Kougarak or Taylor Road: As you leave Nome you head north. About 85 miles of good road awaits you as you gain elevation and drive through the Kigluaik Mountains. Look hard for the Bluethroat near Salmon Lake and Gyrfalcons, among others. Willow Ptarmigans, Northern Wheatear, both Pacific and American Golden-Plovers occur along this road. The elusive Bristled-thighed Curlew can be often found towards the end of this road.
Teller Road: Teller is the only village in the area connected by road. The drive is beautiful and birds abound: You can see Northern Wheatears, American Pipits, Horned Larks, and Snow Buntings, American Golden-Plovers and Baird’s Sandpipers. With some luck you might view the Bluethroat and in Teller itself the Yellow Wagtail. Rock out-croppings are common, look for Golden Eagles, Rough Legged Hawks and sometimes Gyrfalcon.
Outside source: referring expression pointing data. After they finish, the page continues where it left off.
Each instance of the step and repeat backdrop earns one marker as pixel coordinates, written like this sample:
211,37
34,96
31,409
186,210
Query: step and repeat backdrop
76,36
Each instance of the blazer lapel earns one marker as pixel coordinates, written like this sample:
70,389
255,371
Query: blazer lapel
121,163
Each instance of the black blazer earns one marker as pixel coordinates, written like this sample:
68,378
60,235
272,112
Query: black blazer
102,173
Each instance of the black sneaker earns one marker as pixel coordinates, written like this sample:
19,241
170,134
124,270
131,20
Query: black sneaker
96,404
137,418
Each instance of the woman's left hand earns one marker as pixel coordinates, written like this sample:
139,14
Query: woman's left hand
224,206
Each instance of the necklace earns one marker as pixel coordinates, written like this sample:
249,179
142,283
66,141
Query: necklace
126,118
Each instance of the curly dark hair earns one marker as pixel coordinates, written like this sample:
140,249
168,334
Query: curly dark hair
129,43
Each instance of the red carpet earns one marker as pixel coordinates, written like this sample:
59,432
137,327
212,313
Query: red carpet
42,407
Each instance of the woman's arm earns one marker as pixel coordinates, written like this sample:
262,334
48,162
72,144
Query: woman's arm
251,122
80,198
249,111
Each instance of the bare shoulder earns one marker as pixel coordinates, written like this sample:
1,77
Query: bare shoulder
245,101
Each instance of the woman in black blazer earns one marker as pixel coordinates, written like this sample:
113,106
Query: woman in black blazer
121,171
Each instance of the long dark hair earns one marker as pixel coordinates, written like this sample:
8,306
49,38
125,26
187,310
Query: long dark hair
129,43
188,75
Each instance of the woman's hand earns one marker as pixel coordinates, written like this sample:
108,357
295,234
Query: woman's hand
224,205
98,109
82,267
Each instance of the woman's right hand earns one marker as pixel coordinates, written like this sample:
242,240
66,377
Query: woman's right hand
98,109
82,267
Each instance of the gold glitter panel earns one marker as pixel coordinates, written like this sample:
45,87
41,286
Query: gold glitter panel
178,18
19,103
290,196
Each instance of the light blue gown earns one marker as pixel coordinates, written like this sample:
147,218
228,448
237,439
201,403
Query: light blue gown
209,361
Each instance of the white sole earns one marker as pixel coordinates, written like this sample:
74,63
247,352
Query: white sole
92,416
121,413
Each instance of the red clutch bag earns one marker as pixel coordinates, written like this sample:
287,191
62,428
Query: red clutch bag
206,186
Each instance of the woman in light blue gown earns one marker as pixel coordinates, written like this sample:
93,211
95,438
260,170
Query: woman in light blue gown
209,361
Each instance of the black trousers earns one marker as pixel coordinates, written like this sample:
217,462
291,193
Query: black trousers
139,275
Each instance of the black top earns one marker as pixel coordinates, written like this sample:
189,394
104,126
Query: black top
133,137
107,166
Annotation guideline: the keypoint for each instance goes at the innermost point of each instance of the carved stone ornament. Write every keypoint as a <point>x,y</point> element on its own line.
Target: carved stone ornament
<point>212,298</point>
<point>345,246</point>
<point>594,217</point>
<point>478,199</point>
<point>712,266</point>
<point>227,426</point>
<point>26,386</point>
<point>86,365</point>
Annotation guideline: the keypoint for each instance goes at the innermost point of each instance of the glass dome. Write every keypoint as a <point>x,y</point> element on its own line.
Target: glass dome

Remember Nome is located just below the Arctic Circle. The temperature can vary greatly (see Nome weather) as can weather conditions. Layering your clothing is the best. A pair of long johns, comfortable walking shoes, light gloves and a stocking cap are a good idea. A T-shirt and sweater or good heavy shirt and a water/wind proof outer jacket will keep the occasional rain wind off of you.